Ruiz Career slash line as an 8 hole hitter: .248/.352/.369 for a .721 OPS
Ruiz Career slash line in all other spots: .306/.380/.473 for a .853 OPS*

* (from 2010-2012 that latter slash goes up to .313/.390.486 for an .876 OPS)

So given his career and recent production hitting outside the dreaded NL 8-hole his .934 OPS doesn’t look like such a glaring outlier. I’m not sure how difficult it is on a hitter’s hitting approach to go from 8th to somewhere else as much as Ruiz did prior to last year. I would think there is some benefit to being able to maintain one consistent approach. There’s no question NL 8 hole hitters have to approach their at bats much differently then in any other spot.

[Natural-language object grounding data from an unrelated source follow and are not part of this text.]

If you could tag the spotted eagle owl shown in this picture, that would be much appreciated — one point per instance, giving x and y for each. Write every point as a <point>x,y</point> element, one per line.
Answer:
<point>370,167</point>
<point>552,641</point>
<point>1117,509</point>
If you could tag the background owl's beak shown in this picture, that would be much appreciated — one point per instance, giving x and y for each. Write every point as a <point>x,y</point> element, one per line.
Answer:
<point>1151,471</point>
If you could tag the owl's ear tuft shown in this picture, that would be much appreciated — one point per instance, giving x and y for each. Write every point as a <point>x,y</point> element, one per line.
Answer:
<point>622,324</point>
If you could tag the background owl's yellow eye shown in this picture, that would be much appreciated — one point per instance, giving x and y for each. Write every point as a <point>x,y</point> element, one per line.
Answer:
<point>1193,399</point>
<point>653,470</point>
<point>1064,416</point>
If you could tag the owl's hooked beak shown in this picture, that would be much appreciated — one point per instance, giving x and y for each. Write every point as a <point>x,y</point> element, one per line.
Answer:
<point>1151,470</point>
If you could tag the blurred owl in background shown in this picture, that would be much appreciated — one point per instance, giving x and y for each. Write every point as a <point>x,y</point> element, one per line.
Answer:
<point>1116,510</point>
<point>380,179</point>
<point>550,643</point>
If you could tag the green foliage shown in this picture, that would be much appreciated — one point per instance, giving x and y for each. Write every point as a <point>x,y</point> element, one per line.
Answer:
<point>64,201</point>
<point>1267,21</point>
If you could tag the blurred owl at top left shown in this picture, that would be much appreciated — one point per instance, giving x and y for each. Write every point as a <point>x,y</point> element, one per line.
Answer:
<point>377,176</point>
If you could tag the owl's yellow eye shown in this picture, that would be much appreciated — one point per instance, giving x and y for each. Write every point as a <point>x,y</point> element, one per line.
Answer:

Ruiz final numbers last year may also have benefited from missing so much of the end of season. Sept/Oct can often put a drag on the stats of NL catchers who catch 5-6 games every week.

So, if he stays out of the 8hole next year I think something between last years .934 OPS and his career .853 OPS (outside the 8 hole) should be achievable. I think an .880-.900 OPS would be a fair expectation. That puts him way up in the catcher ranks. You just have to temper that ranking with the age/injury risks and projected nap-time associated with a 34 yr old NL catcher (not to mention the small risk that Charlie will stick him back in the 8 hole).

As an aside, I drafted Ruiz last year and when the breakout came I started thinking HGH. Then he got plantar (McGwire’s first malady) and I really got worried that Ruiz might be a suspension waiting to happen and dropped him. When he came back on waivers I did the assessment above to see just how big a fluke his season was before picking him up. It seems his numbers are much more legit then they first appeared when you look at the 8 hole issue.